La sentenza in commento riguarda il contenzioso giudiziario avviato dalla coniuge di secondo letto
del de cuius, per la divisione dei beni immobili caduti in successione, tra i quali vi è un immobile occupato dalla prima prima moglie del de cuius medesimo. Parte attrice chiede, altresì, la condanna della convenuta al pagamento di una indennità per l'occupazione dell'immobile. La prima moglie del defunto chiede, inoltre la condanna della stessa alla restituzione dei beni mobili e dei gioielli
presenti nell'immobile suddetto. Parte convenuta aderisce alla domanda di divisione, chiedendone la
dilazione, ma in via riconvenzionale ritiene possa pretendere riconoscimento del diritto di abitazione nell'appartamento che occupa, ai sensi dell’articolo 540 c.c.. Il Tribunale, dichiarata aperta la successione del de cuius, rigetta la domanda della ex moglie, così come le richieste della seconda moglie del defunto, e accoglie la domanda di divisione ereditaria.
La sentenza viene appellata dalla seconda moglie, mentre la prima moglie del de cuius ed i figli del medesimo, propongono appello incidentale.
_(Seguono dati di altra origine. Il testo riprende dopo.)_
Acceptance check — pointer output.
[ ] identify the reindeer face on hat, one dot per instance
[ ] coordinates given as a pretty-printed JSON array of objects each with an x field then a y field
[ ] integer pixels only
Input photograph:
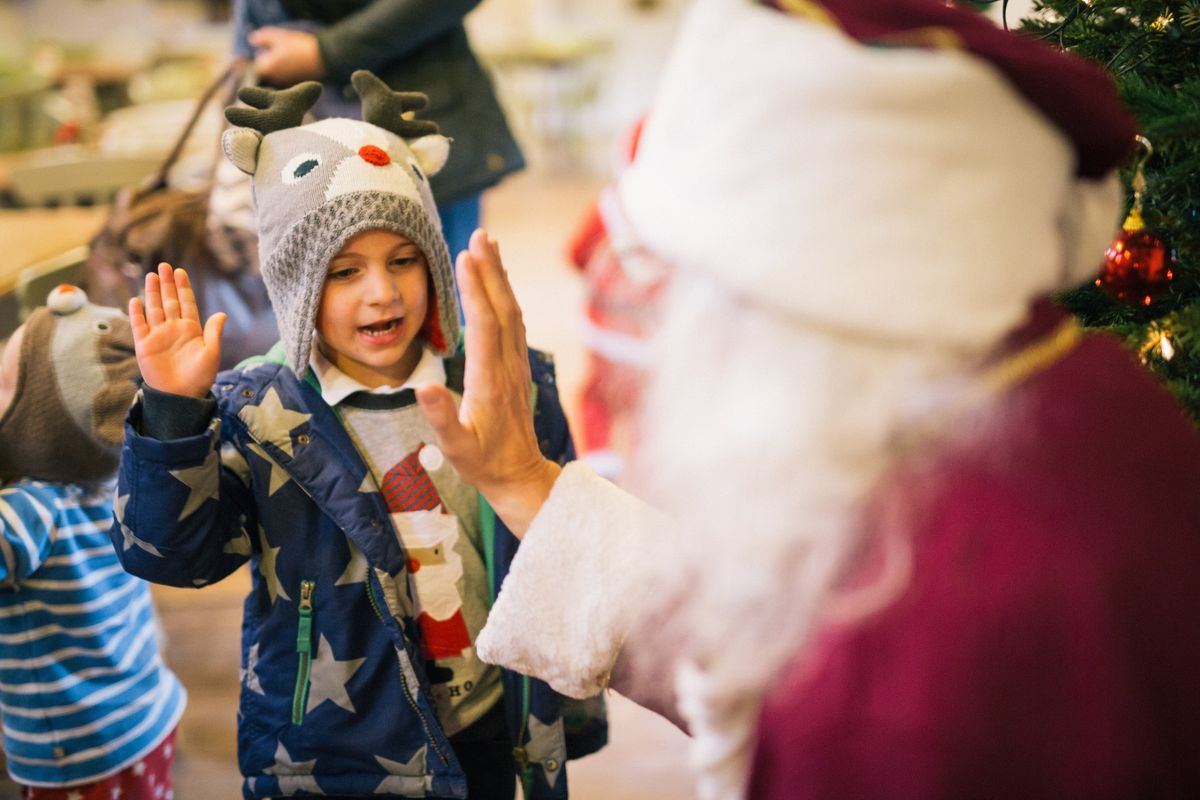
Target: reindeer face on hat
[{"x": 318, "y": 185}]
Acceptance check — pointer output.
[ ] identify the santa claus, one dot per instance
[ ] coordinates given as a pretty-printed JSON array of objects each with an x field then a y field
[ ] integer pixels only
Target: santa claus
[{"x": 923, "y": 537}]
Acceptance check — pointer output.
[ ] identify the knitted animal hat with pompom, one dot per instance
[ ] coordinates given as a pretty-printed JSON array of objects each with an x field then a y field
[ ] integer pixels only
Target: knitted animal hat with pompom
[
  {"x": 76, "y": 382},
  {"x": 318, "y": 185}
]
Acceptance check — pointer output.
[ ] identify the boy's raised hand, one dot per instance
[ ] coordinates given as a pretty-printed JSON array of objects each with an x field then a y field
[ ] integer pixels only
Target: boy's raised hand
[
  {"x": 490, "y": 437},
  {"x": 175, "y": 354}
]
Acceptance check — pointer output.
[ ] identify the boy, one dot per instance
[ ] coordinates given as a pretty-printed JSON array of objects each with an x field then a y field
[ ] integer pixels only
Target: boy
[
  {"x": 373, "y": 563},
  {"x": 89, "y": 707}
]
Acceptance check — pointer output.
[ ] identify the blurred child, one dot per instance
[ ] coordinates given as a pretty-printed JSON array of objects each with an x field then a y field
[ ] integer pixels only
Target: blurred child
[
  {"x": 89, "y": 707},
  {"x": 375, "y": 563},
  {"x": 623, "y": 287}
]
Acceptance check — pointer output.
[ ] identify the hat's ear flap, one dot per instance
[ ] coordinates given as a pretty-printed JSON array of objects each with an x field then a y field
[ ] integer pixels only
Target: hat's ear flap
[
  {"x": 240, "y": 146},
  {"x": 431, "y": 152}
]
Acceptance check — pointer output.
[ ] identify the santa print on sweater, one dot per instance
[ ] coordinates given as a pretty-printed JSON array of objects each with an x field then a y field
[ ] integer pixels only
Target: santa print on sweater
[{"x": 430, "y": 534}]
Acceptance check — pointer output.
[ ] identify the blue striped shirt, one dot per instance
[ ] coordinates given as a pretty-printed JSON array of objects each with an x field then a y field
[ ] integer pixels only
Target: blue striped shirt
[{"x": 83, "y": 690}]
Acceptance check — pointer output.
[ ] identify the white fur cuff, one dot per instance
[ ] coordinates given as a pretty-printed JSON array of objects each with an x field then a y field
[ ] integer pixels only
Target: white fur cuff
[{"x": 574, "y": 588}]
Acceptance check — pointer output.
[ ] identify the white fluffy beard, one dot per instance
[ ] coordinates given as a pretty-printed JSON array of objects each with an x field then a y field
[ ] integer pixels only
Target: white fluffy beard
[{"x": 761, "y": 437}]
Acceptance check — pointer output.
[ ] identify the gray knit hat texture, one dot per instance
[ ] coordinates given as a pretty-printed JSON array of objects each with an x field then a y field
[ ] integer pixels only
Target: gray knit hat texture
[
  {"x": 77, "y": 378},
  {"x": 318, "y": 185}
]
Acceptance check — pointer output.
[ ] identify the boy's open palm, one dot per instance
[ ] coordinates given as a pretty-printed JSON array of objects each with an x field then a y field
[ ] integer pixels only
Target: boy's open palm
[
  {"x": 490, "y": 438},
  {"x": 175, "y": 354}
]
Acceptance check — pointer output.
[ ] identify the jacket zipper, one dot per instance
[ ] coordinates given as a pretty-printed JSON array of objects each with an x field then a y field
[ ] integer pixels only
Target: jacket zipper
[
  {"x": 304, "y": 651},
  {"x": 403, "y": 683}
]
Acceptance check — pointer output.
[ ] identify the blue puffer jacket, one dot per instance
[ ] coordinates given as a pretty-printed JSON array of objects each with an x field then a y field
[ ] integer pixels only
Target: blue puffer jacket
[{"x": 275, "y": 480}]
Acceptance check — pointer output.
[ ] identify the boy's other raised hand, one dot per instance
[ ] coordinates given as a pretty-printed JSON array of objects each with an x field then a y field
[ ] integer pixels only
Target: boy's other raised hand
[
  {"x": 175, "y": 354},
  {"x": 490, "y": 437}
]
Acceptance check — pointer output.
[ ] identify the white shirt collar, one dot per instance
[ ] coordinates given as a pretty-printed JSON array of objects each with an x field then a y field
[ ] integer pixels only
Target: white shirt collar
[{"x": 336, "y": 385}]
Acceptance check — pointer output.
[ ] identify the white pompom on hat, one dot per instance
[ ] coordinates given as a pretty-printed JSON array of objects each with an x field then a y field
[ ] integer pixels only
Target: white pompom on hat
[{"x": 887, "y": 190}]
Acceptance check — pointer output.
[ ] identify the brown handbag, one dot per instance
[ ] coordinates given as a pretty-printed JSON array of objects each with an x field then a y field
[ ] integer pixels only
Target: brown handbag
[{"x": 154, "y": 222}]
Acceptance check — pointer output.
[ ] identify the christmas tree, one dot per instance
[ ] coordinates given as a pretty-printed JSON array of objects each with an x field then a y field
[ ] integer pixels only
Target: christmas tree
[{"x": 1152, "y": 49}]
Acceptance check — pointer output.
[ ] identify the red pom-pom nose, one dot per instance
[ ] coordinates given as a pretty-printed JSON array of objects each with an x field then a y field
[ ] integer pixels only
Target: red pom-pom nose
[{"x": 373, "y": 155}]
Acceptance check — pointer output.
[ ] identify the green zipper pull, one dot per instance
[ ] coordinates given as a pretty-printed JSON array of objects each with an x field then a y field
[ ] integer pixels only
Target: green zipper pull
[{"x": 304, "y": 650}]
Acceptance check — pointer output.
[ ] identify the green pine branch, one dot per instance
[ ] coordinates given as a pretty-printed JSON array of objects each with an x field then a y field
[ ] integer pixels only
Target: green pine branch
[{"x": 1152, "y": 49}]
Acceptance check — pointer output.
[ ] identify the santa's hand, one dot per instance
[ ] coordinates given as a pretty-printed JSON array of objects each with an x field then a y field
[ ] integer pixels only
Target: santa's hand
[
  {"x": 490, "y": 437},
  {"x": 174, "y": 353}
]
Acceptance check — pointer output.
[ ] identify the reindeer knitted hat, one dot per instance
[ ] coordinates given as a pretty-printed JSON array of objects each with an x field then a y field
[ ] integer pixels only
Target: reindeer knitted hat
[
  {"x": 318, "y": 185},
  {"x": 76, "y": 380}
]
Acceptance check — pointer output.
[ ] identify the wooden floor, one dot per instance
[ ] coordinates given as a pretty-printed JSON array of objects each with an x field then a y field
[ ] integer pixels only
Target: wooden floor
[{"x": 532, "y": 217}]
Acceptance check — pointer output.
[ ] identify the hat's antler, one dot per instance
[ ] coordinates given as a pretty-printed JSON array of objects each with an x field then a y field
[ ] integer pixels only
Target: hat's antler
[
  {"x": 387, "y": 108},
  {"x": 274, "y": 109}
]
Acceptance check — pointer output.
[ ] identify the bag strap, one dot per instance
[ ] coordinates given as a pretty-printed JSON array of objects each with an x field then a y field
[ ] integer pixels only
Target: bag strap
[{"x": 233, "y": 73}]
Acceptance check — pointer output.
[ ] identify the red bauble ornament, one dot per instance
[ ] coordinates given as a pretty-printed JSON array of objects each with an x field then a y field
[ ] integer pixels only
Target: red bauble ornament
[{"x": 1138, "y": 265}]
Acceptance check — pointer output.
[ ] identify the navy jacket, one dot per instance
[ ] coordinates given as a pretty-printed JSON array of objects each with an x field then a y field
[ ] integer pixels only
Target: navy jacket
[{"x": 334, "y": 697}]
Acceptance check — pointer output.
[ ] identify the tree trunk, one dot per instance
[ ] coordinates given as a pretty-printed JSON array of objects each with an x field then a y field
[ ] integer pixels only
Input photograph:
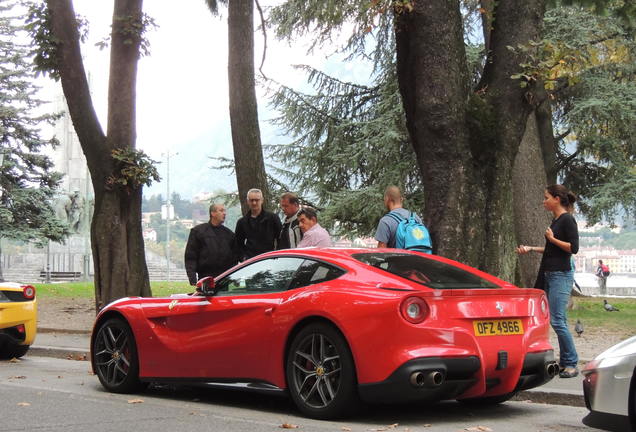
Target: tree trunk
[
  {"x": 117, "y": 242},
  {"x": 246, "y": 136},
  {"x": 528, "y": 184},
  {"x": 466, "y": 144},
  {"x": 434, "y": 90}
]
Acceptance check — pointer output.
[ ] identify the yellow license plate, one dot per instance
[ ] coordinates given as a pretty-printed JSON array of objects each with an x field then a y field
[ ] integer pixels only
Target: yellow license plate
[{"x": 498, "y": 327}]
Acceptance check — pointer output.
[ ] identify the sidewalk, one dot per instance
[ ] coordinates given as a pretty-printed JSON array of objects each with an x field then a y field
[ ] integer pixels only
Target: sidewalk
[{"x": 76, "y": 346}]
I Giudici di secondo grado rigettano l'appello principale e dichiarano inammissibile quello incidentale, non ritenendo sussistere il diritto abitazione sulla casa coniugale, ai sensi dell’articolo 540 c.c., a favore dell’ultima coniuge del defunto, in quanto in comproprietà non con quest’ultima, ma con la prima moglie del de cuius. "
La Suprema Corte conferma la sentenza di secondo grado, ribadendo il principio già espresso nella
precedente sentenza 23 maggio 2000, n. 6691, secondo la quale "A norma dell'art. 540 cod. civ., il
presupposto perché sorgano a favore del coniuge superstite i diritti di abitazione della casa adibita
a residenza familiare e di uso dei mobili che la arredano è che la suddetta casa e il relativo
arredamento siano di proprietà del "de cuius" o in comunione tra lui e il coniuge, con la
conseguenza che deve negarsi la configurabilità dei suddetti diritti nell'ipotesi in cui la casa
familiare sia in comunione tra il coniuge defunto ed un terzo".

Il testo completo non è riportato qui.